Here’s another question for the ‘realists’. Patrick Bishop (in the Telegraph) says we must keep the House of Saud in power at all costs. But what is the ‘House of Saud’? It’s 30,000 strong, and half of them are playing both sides. Supporting the House of Saud is like saying you support the Premier League: it’s insufficient as a choice. Is it worth keeping a House of Saud led by a reformist Abdullah in power at all costs? Maybe. Is it worth keeping Abdullah when he’s abandoned reforms and done a deal with the terrorists? Doubtful. Is it worth keeping the House of Saud in power when they give the throne to Prince Nayef? It’s a mistake to think Saudi Arabia can only be lost when President bin Jihad takes over in a revolution. There are all kinds of intermediate stages at which you can lose the country, and the House of Saud is still nominally in charge. Indeed, you can make the case that we’ve already crossed most of them. In the end, a containment policy plays on your enemy’s terms: you’re trying to stand still, he makes all the running.

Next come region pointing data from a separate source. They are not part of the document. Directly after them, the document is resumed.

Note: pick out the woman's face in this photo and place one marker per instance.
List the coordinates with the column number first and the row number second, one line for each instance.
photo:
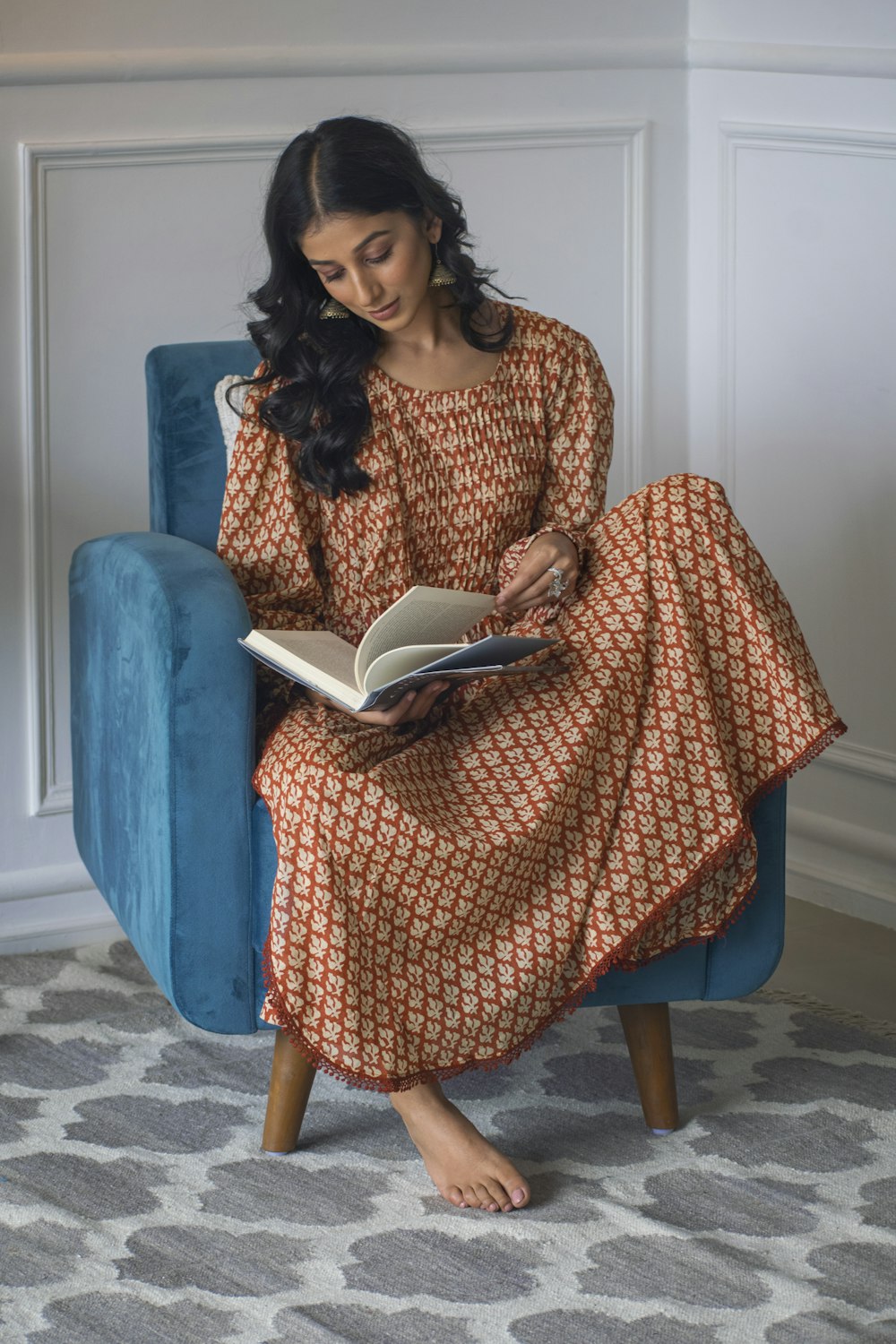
column 376, row 265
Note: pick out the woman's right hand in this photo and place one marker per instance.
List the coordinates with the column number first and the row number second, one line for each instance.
column 410, row 709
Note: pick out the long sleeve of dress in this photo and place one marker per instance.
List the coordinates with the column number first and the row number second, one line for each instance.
column 269, row 534
column 579, row 432
column 271, row 529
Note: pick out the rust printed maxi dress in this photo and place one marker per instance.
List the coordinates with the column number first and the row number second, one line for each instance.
column 444, row 894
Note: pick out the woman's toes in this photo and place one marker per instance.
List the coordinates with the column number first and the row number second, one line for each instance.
column 497, row 1198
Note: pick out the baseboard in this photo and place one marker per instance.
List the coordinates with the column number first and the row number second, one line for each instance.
column 58, row 919
column 837, row 892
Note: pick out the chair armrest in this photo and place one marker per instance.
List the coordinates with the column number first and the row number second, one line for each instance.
column 163, row 747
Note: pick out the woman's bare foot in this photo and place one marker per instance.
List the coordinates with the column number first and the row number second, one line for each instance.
column 465, row 1168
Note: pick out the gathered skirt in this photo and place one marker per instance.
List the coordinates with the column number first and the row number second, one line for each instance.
column 444, row 894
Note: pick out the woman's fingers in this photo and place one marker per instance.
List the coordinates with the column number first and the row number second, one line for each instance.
column 530, row 585
column 408, row 710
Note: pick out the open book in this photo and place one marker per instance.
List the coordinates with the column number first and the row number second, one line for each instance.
column 413, row 642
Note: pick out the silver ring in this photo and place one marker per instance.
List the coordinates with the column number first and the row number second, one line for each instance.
column 557, row 583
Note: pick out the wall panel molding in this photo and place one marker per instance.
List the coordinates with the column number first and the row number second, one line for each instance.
column 735, row 140
column 841, row 866
column 285, row 62
column 48, row 793
column 858, row 760
column 346, row 59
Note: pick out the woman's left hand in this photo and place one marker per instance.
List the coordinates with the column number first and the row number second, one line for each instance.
column 532, row 581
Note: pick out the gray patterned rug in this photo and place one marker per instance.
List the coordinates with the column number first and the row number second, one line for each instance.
column 136, row 1207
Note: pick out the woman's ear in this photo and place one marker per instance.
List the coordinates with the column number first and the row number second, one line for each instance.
column 433, row 228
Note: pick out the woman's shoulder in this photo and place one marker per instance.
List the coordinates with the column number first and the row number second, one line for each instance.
column 536, row 332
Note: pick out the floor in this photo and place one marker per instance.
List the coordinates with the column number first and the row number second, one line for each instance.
column 844, row 961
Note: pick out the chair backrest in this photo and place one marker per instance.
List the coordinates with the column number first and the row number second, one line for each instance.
column 187, row 456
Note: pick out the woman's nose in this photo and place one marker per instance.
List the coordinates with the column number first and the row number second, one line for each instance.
column 366, row 288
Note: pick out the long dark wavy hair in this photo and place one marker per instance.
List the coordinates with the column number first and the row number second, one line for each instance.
column 347, row 166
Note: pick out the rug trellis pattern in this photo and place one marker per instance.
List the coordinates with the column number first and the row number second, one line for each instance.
column 136, row 1204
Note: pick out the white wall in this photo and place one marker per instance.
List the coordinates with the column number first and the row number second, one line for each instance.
column 791, row 392
column 132, row 166
column 129, row 217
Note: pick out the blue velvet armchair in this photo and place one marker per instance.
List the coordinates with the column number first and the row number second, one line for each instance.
column 163, row 739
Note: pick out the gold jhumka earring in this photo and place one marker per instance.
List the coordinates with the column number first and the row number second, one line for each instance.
column 441, row 276
column 332, row 308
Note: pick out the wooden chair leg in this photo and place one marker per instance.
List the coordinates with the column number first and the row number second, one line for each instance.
column 290, row 1086
column 649, row 1040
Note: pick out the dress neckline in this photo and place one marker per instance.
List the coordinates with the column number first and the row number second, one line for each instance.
column 450, row 392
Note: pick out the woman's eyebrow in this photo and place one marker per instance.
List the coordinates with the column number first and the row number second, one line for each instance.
column 363, row 244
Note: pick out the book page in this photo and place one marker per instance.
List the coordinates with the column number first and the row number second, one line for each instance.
column 410, row 658
column 308, row 655
column 422, row 616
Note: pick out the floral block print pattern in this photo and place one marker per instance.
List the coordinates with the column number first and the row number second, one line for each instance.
column 445, row 892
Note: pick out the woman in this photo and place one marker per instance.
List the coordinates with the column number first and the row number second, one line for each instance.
column 454, row 873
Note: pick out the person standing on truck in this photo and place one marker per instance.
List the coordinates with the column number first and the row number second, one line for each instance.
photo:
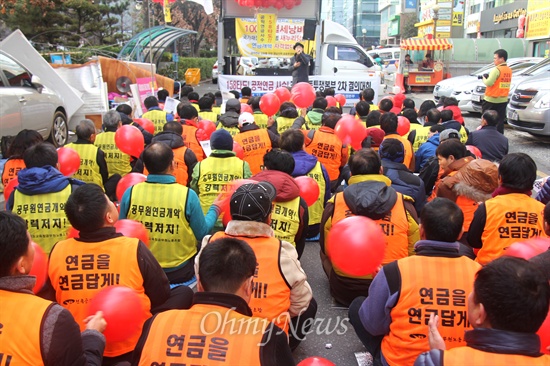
column 299, row 65
column 498, row 87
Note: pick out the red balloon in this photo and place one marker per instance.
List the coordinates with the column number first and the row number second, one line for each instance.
column 39, row 267
column 238, row 149
column 9, row 188
column 269, row 104
column 132, row 229
column 69, row 161
column 316, row 361
column 403, row 125
column 127, row 181
column 302, row 94
column 341, row 99
column 361, row 236
column 147, row 124
column 544, row 335
column 526, row 249
column 283, row 94
column 474, row 150
column 122, row 310
column 350, row 131
column 309, row 189
column 73, row 233
column 331, row 101
column 246, row 108
column 206, row 128
column 129, row 140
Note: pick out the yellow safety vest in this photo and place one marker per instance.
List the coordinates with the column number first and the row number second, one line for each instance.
column 285, row 220
column 45, row 216
column 260, row 119
column 117, row 161
column 89, row 170
column 161, row 209
column 158, row 118
column 316, row 210
column 215, row 174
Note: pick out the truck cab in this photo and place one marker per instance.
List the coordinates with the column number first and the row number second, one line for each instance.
column 340, row 54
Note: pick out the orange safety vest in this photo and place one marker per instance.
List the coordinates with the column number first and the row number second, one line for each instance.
column 79, row 270
column 205, row 335
column 460, row 356
column 395, row 226
column 408, row 148
column 501, row 87
column 271, row 293
column 180, row 173
column 255, row 144
column 189, row 135
column 436, row 285
column 11, row 168
column 510, row 218
column 467, row 205
column 327, row 147
column 21, row 317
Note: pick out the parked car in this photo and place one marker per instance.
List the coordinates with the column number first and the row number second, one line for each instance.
column 27, row 104
column 529, row 107
column 519, row 75
column 215, row 73
column 462, row 87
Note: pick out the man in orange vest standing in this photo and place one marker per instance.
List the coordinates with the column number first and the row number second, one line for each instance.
column 511, row 215
column 219, row 328
column 184, row 158
column 100, row 257
column 280, row 291
column 391, row 321
column 502, row 335
column 36, row 331
column 369, row 194
column 255, row 141
column 327, row 147
column 498, row 87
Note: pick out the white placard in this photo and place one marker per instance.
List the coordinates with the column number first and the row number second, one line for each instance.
column 170, row 105
column 349, row 86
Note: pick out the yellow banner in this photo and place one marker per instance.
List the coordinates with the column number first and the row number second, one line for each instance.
column 167, row 13
column 287, row 33
column 538, row 19
column 267, row 28
column 458, row 18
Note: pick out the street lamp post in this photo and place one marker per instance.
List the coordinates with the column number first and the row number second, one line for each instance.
column 435, row 17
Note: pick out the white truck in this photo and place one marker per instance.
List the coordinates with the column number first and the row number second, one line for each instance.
column 339, row 62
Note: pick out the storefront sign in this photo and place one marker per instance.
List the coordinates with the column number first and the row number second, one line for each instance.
column 349, row 86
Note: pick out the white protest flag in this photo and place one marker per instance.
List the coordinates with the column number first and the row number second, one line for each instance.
column 206, row 4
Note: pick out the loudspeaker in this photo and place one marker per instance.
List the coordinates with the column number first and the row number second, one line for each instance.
column 229, row 28
column 309, row 29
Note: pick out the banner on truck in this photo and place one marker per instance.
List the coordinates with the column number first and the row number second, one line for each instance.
column 287, row 33
column 349, row 86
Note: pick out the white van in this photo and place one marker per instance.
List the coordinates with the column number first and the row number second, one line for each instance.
column 389, row 56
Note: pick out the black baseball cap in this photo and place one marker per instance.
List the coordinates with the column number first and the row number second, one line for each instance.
column 252, row 201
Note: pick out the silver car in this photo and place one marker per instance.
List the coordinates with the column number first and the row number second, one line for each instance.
column 520, row 72
column 529, row 107
column 26, row 104
column 462, row 87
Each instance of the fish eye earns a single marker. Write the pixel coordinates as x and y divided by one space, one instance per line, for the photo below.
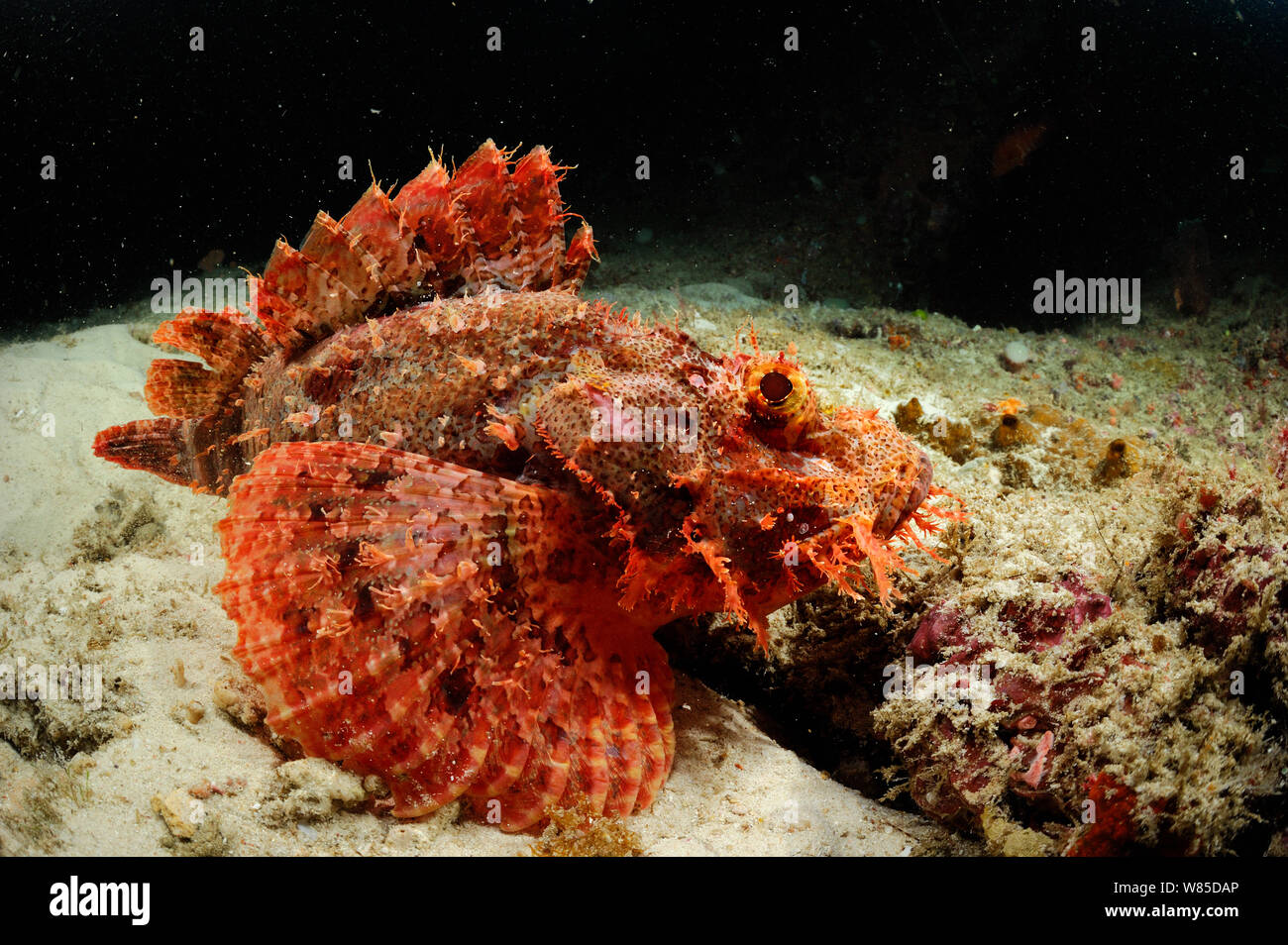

That was the lesson of the Nineties: you try to fight a war defensively, you lose. You send the FBI in to look over Khobar Towers as a crime scene, and Prince Nayef obstructs your investigators. You try to lob a couple of cruise missiles at Osama in Afghanistan, and Pakistan’s Inter-Services Intelligence picks them up on the radar and tips him off. That’s the world John Kerry wants to return to. There’s no reason for Bush to join him there. It’s not possible to manage Saudi Arabia, North Korea, Iran, Pakistan, Syria and a myriad of smaller problems indefinitely. So manage the smaller problems and, when it comes to the biggest ones, confront them and fix them.

What exactly is ‘realist’ about continuing to back the Frankensaud monster? The present policy is all but certain to wind up delivering the peninsula and its oil into the hands of Osama’s buddies. In one sense, the war on terror is a Saudi civil war which the Saudis cunningly exported to the rest of the world. The trick now is to gift-wrap it and send it back home marked for the attention of Prince Nayef. Given the inevitability of disaster if we stick to a failed containment strategy, how could things be any worse if we went in for some creative disruption? At the very minimum, Washington needs to have solid, detailed contingency plans for securing the oil fields, and making sure the Hashemites are on stand-by to return to Mecca and Medina. Saudi Arabia can’t be saved, and the more we postpone reaching that conclusion and acting on it, the messier it’s going to be. Whoever you’re backing in November, the quiet life isn’t on the ballot.